Quale direzione prendere?

La terza domanda: “Concretamente, su quali indicazioni ripartire?”. La risposta: “Insieme dobbiamo ascoltare la Parola di Dio perché ci aiuta a leggere questo tempo ed ad agire di conseguenza”. Questa “regola” è ciò che la Chiesa moderna, specie dopo il Concilio Vaticano Secondo è impegnata a seguire, leggere i segni dei tempi.

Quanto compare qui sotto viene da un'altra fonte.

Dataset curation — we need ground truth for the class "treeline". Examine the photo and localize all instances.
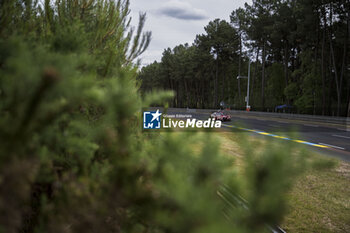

E collegandosi a questa missione della Chiesa Arnolfo ha toccato il tasto ambientale. Non è sfuggito infatti agli osservatori più attenti, che l’esplosione della crisi Covid-19 anche se non direttamente provocata, è il frutto diciamo così, di un atteggiamento verso il Creato e verso le creature di Dio, poveri e ultimi compresi, che non è sano, che ha portato a depredare le risorse, a dare sempre più ricchezza a pochissime persone. Il virus è dunque un ammonimento, un invito a cambiare rotta, a pensare ad una società diversa. Una passaggio complesso, in cui l’arcivescovo a richiamato Encicliche e pensiero di diversi Papi.

E’ il tempo di scegliere

“Cari fratelli e sorelle è il tempo di scegliere, di separare, ciò che è necessario da ciò che non lo è. E’ il tempo di reimpostare la rotta della vita, verso di te, o Signore”. Affidando poi la comunità eusebiana alla Madonna di Oropa, la “Madonna Nera” portata da Eusebio e che è stata il faro per intere generazioni di fedeli vercellesi.